Their work is published in the European Heart Journal and led by Sampath Narayanan of Karolinska Institutet.

Although mortality from cardiovascular disease has steadily declined over the last 50 years, it is still the leading cause of death in the world. Over the years, it has become evident that genetics plays a role in atherosclerosis and links have been established between specific genes and vascular smooth muscle cells (SMCs). 

“Single cell RNA sequencing (scRNAseq) studies have identified multiple cell populations of mesenchymal origin within atherosclerotic lesions, including various smooth muscle cell sub-phenotypes, but it is unknown how these cells relate to patient clinical parameters and genetics,” the authors wrote.

In this study, mesenchymal cell populations in atherosclerotic plaques (atheromas) were correlated with major coronary artery disease genetic variants. Functional analyses were then performed to identify SMC markers involved in the disease.

“Previous research has shown that heredity is important for the levels of cholesterol, other lipids, and circulating immune cells in the blood, but now we see that heredity also affects the composition of smooth muscle cells in the blood vessels of atherosclerotic patients,” said Ljubica Matic, PhD, at the department of molecular medicine and surgery at the Karolinska Institutet who led the study. “This can affect the development of atherosclerotic plaques, but also the tendency for the plaques to become unstable and cause a stroke.”

Using this genetic data, the researchers have been able to categorize the patients in their study into three different groups.

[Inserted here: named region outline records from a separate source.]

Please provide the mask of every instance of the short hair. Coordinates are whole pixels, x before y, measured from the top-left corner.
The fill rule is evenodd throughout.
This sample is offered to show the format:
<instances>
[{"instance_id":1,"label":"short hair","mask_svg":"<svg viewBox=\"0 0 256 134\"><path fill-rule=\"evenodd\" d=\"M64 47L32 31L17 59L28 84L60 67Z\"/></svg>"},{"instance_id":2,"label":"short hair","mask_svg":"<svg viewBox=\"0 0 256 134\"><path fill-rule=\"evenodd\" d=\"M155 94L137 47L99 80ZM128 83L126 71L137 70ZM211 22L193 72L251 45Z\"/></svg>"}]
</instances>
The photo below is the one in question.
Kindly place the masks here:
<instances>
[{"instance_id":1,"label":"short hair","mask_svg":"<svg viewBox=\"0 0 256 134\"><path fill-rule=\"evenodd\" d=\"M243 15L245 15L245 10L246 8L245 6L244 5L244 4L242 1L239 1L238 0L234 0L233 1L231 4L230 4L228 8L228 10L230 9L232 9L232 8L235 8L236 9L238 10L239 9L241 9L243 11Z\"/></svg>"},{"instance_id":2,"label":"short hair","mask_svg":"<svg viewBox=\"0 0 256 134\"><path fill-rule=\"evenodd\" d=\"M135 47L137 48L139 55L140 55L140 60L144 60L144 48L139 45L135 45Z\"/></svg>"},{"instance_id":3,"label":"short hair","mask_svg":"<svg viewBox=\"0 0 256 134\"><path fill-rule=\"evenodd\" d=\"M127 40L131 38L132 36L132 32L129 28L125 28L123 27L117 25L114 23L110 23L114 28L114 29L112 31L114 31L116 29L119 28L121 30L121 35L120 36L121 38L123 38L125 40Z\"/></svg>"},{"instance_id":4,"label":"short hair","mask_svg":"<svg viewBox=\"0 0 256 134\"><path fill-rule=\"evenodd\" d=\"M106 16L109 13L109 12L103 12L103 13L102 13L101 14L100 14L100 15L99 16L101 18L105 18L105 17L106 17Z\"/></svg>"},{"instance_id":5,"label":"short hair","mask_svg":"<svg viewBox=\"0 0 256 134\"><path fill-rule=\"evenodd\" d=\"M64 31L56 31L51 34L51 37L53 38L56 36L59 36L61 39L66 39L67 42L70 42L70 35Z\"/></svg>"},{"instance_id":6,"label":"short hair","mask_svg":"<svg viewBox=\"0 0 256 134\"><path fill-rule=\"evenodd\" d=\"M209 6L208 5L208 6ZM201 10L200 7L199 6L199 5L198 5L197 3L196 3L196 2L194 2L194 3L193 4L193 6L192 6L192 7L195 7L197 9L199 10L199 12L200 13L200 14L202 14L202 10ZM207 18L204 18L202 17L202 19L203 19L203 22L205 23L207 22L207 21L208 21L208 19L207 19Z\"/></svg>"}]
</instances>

“The first group are those with the most severe profile and in our material they have usually already had a stroke,” said Matic. “For patients at lower risk, the vessels have formed plaques but without causing a stroke. The third group of patients is somewhere in between these two and often have kidney disease in combination with atherosclerosis. We also have preliminary evidence that the same concept may be valid in heart attacks.”

“We have done similar integrative studies for smaller cohorts of patients in other previously published papers to prove that it works, but of course the concept needs to be tested on a larger scale before it can be introduced into clinical practice,” says Professor Ulf Hedin at the same department at Karolinska Institutet.